Begitu pula dengan “pindahan” dari layanan surat elektronik Gmail versi lama ke versi baru.
Kendati Gmail telah memperkenalkan wajah dan cara kerja barunya sejak akhir April lalu, tampaknya masih banyak yang memilih opsi untuk bertahan dengan Gmail versi lama.
Entah karena mengganggap Gmail versi baru kurang menarik, atau memang malas beradaptasi saja.
Akan tetapi hal tersebut tak akan bertahan lama. Per Juli ini layanan surat elektronik milik Google tersebut akan mulai ‘memaksa’ para penggunanya untuk pindah ke versi anyar.
Jika sebelumnya pengguna dapat memilih untuk ikut Early Adopter Program (EAP) dan mencoba Gmail terbaru atau tetap bertahan dengan Gmail lama. Memasuki Juli, kini Gmail terbaru telah berubah satus menjadi general avaibility (GA) alias mulai tersedia bagi seluruh pengguna.
Setelah menyandang status ini, tampaknya ketersediaan Gmail versi baru bukan lagi pilihan. Dalam laman resmi G Suites, mereka memaparkan lini masa beberapa minggu ke depan yang terkait dengan proses migrasi pengguna dari Gmail versi lama ke versi baru.
Pada bulan ini pengguna masih bisa memilih untuk tidak beralih ke Gmail versi baru. Jika memilih hal tersebut maka dalam waktu 4 minggu ke depan mereka tak akan diberi pilihan untuk pindah ke versi baru.
Kemudian, 4 minggu setelahnya (atau 8 minggu setelah memasuki periode GA pada bulan Juli) Gmail para pengguna akan otomatis berubah menjadi versi terbaru. Pada fase ini, pengguna masih diberi pilihan untuk kembali lagi ke versi lama.
Apabila tetap memilih untuk kembali ke versi lama, pengguna hanya akan diberi waktu tambahan selama 4 minggu untuk menikmati Gmail versi lama untuk yang terakhir kalinya.
Setelah itu semua, pengguna Gmail mau tidak mau dan suka tidak suka akan menggunakan Gmail versi teranyar ini.
Sebenarnya Gmail versi baru ini dapat dibilang cukup menarik dengan cara kerja dan tampilan baru.
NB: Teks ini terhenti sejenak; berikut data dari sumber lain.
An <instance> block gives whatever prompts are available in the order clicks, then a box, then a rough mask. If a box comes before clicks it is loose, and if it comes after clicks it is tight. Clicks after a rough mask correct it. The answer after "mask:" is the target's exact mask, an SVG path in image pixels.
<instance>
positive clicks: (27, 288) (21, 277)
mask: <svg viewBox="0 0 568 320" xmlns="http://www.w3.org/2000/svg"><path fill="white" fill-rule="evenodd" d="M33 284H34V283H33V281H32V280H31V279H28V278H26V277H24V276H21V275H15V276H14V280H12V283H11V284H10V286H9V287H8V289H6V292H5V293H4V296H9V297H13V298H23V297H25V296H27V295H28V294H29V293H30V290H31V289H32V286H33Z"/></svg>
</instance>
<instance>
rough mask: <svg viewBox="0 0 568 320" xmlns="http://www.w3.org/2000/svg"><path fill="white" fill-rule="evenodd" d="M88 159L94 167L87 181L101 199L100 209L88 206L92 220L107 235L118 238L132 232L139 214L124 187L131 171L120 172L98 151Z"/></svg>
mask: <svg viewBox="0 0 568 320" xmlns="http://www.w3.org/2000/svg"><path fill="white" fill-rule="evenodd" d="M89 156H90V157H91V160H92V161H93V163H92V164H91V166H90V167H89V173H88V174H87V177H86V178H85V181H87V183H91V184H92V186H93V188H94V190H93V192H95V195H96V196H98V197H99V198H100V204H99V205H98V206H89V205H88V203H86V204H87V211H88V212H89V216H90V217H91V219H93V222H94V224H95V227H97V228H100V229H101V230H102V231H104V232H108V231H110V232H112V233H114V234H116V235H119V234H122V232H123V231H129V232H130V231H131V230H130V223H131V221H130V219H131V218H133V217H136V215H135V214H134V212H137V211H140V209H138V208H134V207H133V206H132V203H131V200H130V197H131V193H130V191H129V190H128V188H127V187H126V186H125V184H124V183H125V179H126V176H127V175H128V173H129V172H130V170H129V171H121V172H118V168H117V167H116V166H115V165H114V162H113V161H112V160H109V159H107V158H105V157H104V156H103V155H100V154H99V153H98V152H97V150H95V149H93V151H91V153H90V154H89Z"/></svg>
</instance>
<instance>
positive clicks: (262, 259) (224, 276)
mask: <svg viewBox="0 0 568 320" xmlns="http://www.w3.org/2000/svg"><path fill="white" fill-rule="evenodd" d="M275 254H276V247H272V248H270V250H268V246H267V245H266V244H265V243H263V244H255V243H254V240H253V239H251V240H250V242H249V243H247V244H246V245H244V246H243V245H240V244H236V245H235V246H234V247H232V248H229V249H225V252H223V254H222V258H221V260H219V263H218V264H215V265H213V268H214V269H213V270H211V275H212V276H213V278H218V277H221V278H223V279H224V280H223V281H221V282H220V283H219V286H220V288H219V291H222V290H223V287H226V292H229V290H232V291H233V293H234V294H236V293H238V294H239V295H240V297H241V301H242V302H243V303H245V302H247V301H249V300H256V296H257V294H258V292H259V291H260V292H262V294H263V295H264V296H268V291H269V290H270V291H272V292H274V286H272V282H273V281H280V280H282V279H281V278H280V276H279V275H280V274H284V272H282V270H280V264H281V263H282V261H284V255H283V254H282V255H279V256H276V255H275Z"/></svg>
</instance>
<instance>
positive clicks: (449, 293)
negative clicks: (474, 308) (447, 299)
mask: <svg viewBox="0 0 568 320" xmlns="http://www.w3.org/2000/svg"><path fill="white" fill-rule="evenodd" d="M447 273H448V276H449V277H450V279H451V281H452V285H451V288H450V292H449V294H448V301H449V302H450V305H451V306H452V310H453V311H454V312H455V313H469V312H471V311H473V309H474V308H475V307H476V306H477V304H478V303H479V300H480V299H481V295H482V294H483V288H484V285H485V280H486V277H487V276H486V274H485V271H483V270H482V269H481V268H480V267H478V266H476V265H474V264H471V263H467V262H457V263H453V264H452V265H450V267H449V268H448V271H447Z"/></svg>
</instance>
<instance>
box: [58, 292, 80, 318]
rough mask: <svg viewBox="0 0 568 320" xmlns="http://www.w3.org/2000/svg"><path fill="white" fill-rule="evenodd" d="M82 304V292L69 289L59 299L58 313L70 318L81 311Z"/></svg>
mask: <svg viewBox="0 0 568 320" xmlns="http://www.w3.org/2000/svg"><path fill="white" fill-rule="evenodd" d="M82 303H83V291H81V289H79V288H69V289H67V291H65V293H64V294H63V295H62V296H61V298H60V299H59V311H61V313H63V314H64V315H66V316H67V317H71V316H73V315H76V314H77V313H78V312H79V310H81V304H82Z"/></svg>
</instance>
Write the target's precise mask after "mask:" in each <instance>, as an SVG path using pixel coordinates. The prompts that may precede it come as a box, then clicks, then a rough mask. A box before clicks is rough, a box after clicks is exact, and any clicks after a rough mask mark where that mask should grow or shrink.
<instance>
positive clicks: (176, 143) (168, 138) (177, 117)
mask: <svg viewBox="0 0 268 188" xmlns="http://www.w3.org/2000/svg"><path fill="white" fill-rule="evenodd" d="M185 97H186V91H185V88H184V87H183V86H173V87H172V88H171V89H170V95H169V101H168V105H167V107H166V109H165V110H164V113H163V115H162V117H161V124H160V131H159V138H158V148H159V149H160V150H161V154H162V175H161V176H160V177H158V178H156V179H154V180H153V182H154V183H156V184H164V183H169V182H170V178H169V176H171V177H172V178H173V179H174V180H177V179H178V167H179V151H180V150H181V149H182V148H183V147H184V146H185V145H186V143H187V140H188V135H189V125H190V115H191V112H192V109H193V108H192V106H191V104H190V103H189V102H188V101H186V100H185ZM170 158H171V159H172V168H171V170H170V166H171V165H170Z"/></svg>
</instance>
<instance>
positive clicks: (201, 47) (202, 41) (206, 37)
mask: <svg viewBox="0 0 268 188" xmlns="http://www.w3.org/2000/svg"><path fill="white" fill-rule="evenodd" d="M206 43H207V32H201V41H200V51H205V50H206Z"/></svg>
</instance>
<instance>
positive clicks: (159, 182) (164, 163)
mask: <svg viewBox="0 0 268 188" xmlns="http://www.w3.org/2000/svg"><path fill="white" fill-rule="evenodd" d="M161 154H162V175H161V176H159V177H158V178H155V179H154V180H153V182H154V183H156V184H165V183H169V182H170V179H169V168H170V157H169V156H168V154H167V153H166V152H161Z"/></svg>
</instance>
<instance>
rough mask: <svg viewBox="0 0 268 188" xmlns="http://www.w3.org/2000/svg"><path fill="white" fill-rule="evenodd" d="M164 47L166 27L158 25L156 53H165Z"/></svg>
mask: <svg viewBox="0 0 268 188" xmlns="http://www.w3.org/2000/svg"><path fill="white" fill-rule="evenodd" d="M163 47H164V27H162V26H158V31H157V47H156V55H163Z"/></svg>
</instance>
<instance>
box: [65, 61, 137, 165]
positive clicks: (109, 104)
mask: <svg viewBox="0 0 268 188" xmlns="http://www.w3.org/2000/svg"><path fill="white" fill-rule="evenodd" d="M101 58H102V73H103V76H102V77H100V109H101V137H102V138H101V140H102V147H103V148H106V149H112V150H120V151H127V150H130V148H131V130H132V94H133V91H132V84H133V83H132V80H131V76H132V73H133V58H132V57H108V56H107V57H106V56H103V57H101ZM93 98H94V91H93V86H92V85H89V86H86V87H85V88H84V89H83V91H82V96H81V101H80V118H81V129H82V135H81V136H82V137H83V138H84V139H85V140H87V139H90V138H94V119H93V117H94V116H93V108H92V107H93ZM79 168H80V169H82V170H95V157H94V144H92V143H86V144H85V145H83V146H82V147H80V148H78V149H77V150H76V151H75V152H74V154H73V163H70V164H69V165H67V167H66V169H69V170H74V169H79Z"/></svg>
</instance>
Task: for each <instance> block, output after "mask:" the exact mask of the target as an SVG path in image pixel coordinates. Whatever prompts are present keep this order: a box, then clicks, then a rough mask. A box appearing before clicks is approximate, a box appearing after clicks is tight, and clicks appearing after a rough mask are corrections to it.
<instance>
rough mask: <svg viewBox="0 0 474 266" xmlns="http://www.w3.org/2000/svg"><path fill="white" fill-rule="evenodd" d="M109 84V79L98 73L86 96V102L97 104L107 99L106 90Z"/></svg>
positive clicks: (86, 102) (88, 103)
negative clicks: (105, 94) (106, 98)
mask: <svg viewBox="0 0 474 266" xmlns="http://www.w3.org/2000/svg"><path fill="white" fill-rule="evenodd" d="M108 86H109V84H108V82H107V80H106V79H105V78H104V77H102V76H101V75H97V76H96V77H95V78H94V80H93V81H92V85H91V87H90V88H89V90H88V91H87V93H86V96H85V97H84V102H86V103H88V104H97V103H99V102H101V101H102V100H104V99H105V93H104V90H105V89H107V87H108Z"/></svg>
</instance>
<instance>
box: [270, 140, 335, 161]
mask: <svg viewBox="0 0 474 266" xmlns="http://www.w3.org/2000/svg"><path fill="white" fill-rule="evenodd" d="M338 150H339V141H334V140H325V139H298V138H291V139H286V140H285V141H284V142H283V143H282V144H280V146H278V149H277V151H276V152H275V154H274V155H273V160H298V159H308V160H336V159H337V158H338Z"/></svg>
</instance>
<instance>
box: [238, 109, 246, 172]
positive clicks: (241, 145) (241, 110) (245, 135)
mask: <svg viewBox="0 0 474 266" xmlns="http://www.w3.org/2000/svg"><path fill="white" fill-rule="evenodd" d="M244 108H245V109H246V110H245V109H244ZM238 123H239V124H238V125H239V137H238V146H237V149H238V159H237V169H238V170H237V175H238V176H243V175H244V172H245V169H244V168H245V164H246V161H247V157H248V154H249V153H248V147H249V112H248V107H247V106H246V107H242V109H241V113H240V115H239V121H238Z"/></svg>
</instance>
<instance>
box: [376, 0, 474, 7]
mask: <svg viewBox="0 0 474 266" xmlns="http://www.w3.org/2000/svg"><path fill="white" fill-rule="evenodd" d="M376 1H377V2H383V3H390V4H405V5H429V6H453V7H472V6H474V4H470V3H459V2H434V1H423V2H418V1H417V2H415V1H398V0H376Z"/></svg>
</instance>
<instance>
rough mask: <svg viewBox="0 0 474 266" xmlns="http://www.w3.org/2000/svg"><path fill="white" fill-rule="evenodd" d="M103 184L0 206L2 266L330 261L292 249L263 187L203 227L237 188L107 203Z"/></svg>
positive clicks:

Bahkan, beberapa fitur anyarnya amat bermanfaat bagi pengguna. Tapi memang saat pertama kali menjajalnya pengguna mungkin kebingungan.
Berikut beberapa perubahan baru yang diterapkan Gmail versi mutakhir ini. Berikut di antaranya:

Panel Sisi
Secara tampilan, mungkin fitur satu ini yang paling mudah dikenali. Dalam Gmail versi baru pengguna akan menemukan panel di sisi kanan Gmail. Panel ini akan mempermudah akses pengguna ke layanan Google lainnya seperti Calendar, Keep, dan Tasks. Pengguna dapat menggunakan layanan lain tersebut dengan lebih ringkas tanpa perlu membuka tab baru.

Colek
Salah satu improvisasi Google pada Gmail versi baru ini adalah pemanfaatan teknologi kecerdasan buatan, misalnya pada fitur Nudge. Teknologi AI pada fitur ini membantu pengguna memilih dan memilah pesan mana yang mesti diprioritaskan dan menempatkannya di urutan atas Kotak Masuk. Ini berguna agar tak ada lagi pesan penting yang terlewat hanya karena tertimbun pesan-pesan lain.
Tanggapan Pintar
Kemampuan AI yang disematkan pada Gmail versi baru ini akan membantu pengguna dalam menulis pesan mereka. Dengan adanya Smart Compose, Gmail akan memberi pilihan kata-kata atau kalimat saat pengguna menulis pesan, mirip seperti autoteks, sehingga pengguna bisa menyelesaikan pesannya lebih cepat. Adapun fitur Smart Reply sebenarnya telah tersedia bagi para pengguna Gmail di ponsel, tapi kini tersedia pula untuk pengguna via web.

Baca Nanti
Layaknya pilihan Snooze pada alarm ponsel, opsi Snooze pada Gmail juga berfungsi untuk menunda suatu pesan untuk muncul di kotak masuk pengguna untuk sementara waktu. Pilihan ini mengatur notifikasi pesan agar pengguna tak terganggu oleh pesan masuk.
Pengguna juga dapat mengatur mana saja pesan yang dianggap penting agar memiliki notfikasi khusus dan mengatur berapa lama pesan akan ditunda.

Setelan Rahasia
Saat mengirim pesan yang berisi informasi penting atau rahasia, banyak pengguna sering merasa khawatir akan keamanan isi pesan tersebut. Kini Gmail menyediakan Confidential Mode yang memungkinkan pengguna mengontrol isi pesan mereka seperti mengatur setelan agar isi pesan tersebut tak bisa diunduh, dicetak, atau diteruskan ke orang lain. Ada pula opsi untuk autentikasi tambahan sebelum pesan dapat dibuka.

Anti-spam
Meski terkesan biasa saja fitur ini bisa jadi berguna bagi mereka yang sering merasa kerepotan dengan berbagai pesan spam yang masuk ke Kotak Masuk. Lagi-lagi teknologi AI yang berperan di sini. Berdasarkan jumlah pesan yang diterima dibandingkan dengan jumlah yang dibaca oleh pengguna, Gmail akan merekomendasikan pesan mana saja yang harus dihilangkan dari daftar langganan.

Luring
Kini pengguna dapat menjelajahi kotak pesan mereka mulai dari pesan di kotak masuk, kotak keluar, draf, arsip, hingga menulis pesan tanpa koneksi internet. Adapun batasan pesan yang dapat dicari dan dibaca adalah pesan dalam periode 90 hari ke belakang dari tanggal pencarian. (JIBI)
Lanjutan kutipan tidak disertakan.